Douglass reminds us that in order to judge Lincoln fairly, students need to dig into the written records and investigate the historical context of Lincoln’s career, the moral and political standards of his times, and the limitations of the constitutional system for dealing with a problem like slavery.

Over the years, EDSITEment has produced a series of lessons that offer the historical context and ask students to think deeply about important primary and secondary sources. Lucas Morel, the author of Lincoln’s Sacred Effort: Defining Religion’s Role in American Self-Government (2000), co-authored many of these lessons.

The house dividing: historical context

What was America like in the 1830s when Lincoln was coming of age politically? During these years, political events and regional economics produced an alarming split between free and slaveholding states. Heated debates over the abolition of slavery and the powers of the federal government to deal with it characterized American politics. The Growing Crisis of Sectionalism in Antebellum America: A House Dividing introduces students to these developments, which arose from the growing dependence on—and defense of—black slavery in the southern states.

In The Kansas-Nebraska Act of 1854: Popular Sovereignty and the Political Polarization over Slavery, students examine the act that repealed the Missouri Compromise and opened the heartland west of the Mississippi to the expansion of slavery. The lesson contrasts Stephen Douglas’s policy of “popular sovereignty” as an effort to avoid a national crisis over slavery in the territories with Lincoln's counter-argument that both the Declaration of Independence and Constitution committed the national government to extending freedom only, not slavery.

The Kansas-Nebraska Act altered the political balance between free and slave states. In Abraham Lincoln, the 1860 Election, and the Future of American Slavery, students examine the alternatives available to politicians regarding the spread of slavery and the preservation of the American union in the decade leading up to the presidential election of 1860. (For a full online biography of Lincoln up through this period, consult Lincoln/Net, an NEH-funded project.)

The presidency

The decision-making process that precipitated the Civil War is a fascinating subject and the focus of Lincoln Goes to War.

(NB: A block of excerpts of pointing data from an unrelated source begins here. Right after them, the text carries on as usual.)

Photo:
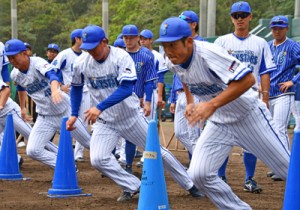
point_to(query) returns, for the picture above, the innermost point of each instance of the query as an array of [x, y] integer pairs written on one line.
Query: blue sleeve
[[20, 88], [149, 90], [161, 77], [75, 97], [124, 90], [5, 73], [52, 75]]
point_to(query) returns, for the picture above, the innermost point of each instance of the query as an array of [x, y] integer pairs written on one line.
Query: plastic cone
[[292, 189], [65, 182], [9, 166], [153, 191]]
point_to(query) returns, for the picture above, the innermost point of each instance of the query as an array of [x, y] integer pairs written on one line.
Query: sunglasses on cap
[[186, 18], [240, 15], [280, 22]]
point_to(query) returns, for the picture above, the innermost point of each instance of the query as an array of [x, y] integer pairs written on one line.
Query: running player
[[256, 56], [36, 77], [63, 62], [110, 74], [230, 107], [286, 53]]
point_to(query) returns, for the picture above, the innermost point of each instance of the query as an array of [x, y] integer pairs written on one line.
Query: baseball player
[[110, 74], [52, 51], [259, 58], [36, 77], [145, 86], [228, 104], [187, 135], [63, 62], [286, 53]]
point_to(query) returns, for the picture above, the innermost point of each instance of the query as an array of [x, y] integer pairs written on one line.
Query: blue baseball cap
[[76, 33], [241, 6], [92, 35], [130, 30], [119, 43], [279, 21], [53, 46], [189, 16], [27, 45], [147, 34], [14, 46], [173, 29]]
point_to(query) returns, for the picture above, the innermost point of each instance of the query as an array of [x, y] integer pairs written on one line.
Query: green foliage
[[41, 22]]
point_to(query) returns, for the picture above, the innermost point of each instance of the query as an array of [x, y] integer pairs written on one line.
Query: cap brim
[[89, 46], [279, 25], [12, 53], [168, 39]]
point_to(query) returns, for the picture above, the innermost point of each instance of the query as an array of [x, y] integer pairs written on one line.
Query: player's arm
[[149, 92], [265, 87], [22, 100], [204, 110], [124, 90], [54, 81]]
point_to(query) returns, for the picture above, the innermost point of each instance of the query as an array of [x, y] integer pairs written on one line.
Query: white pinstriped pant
[[186, 134], [281, 109], [106, 136], [43, 130], [85, 104], [255, 132]]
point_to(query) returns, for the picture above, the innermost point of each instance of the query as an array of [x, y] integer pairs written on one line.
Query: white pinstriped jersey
[[208, 74], [253, 51], [37, 86], [64, 61], [3, 58], [102, 79], [159, 61]]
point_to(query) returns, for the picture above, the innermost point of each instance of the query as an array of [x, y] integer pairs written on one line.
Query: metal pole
[[203, 18], [211, 18], [297, 9], [14, 21], [105, 17]]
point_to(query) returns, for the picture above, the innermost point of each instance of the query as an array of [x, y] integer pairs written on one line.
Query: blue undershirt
[[122, 92]]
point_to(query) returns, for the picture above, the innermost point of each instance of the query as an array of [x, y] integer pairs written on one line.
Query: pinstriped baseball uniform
[[64, 61], [50, 115], [120, 120], [186, 134], [210, 71], [286, 56]]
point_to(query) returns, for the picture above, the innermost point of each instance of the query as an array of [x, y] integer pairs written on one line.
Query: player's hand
[[65, 88], [91, 115], [56, 96], [141, 102], [284, 86], [70, 123], [172, 108], [160, 102], [147, 108]]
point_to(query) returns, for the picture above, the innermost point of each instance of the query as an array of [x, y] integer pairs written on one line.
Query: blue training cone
[[65, 182], [153, 191], [9, 166], [292, 189]]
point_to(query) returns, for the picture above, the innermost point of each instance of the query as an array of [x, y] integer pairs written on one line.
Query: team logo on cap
[[84, 35], [164, 29]]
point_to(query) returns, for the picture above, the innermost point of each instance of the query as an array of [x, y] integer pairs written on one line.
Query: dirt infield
[[32, 194]]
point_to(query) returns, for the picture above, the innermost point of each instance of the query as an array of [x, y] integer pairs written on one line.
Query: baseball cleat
[[195, 192], [127, 196], [270, 174], [251, 186], [276, 178]]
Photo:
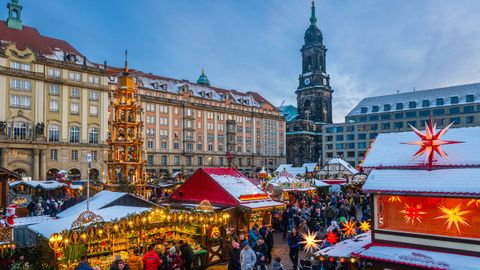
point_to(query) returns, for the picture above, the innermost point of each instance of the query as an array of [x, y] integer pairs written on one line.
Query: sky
[[375, 47]]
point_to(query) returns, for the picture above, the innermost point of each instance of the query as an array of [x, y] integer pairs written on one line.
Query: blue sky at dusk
[[374, 47]]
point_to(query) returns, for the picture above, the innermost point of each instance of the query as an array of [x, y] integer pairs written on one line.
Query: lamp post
[[55, 242]]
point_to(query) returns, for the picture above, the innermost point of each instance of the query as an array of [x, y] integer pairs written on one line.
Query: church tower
[[314, 95]]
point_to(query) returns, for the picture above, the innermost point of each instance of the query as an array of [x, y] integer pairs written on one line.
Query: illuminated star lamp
[[331, 238], [431, 142], [310, 241], [412, 213], [365, 226], [349, 228], [453, 216]]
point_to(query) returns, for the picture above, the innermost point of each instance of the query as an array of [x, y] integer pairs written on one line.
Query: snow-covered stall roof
[[97, 202], [47, 185], [47, 228], [388, 150], [419, 258], [441, 181], [346, 247]]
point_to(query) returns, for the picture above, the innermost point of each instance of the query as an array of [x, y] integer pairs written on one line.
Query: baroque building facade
[[55, 104], [314, 100]]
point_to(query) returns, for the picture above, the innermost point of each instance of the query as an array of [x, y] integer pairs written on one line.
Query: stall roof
[[346, 247], [47, 185], [47, 228], [104, 199], [220, 186], [418, 258], [389, 150], [443, 181]]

In this lesson, students examine the deliberations within the Lincoln administration that led to the defense of Fort Sumter from Confederate attack in April 1861.

While armies clashed on battlefields from Pennsylvania to Louisiana, partisan politics continued in Washington. Congress—as well as in the nation at large—hotly debated issues related to the president's handling of the war. Abraham Lincoln and Wartime Politics examines the controversies arising from Lincoln’s role as a wartime president.

The Union and freedom for all

As commander-in-chief, Lincoln rallied Northern armies to victory over the South. He rarely made public addresses as wartime leader, but when he did they were notable commentaries on the meaning of the war. In them he sought to transform the public perception of the Union from a mere structure of government to a consensus about the future of freedom in America—a future where slavery would eventually be eliminated and liberty protected as the birthright of every human being

The EDSITEment unit A Word Fitly Spoken: Abraham Lincoln on Union explores this rich vein of political reflections on the subject of American national union. By examining Lincoln's three most famous speeches—the Gettysburg Addressthe First and Second Inaugural Addresses, as well as a little-known fragment on the Constitution, union, and liberty—students trace what these documents say regarding the importance of the Union for the future of republican government.

Finally, students can see how the stresses and strains of the leadership of the Union in the Civil War transformed Lincoln by examining Alexander Gardner’s photograph of the president taken a few months before his assassination. Gardner’s famous photograph is part of Picture Lincoln, which is built around the rich significance of this image.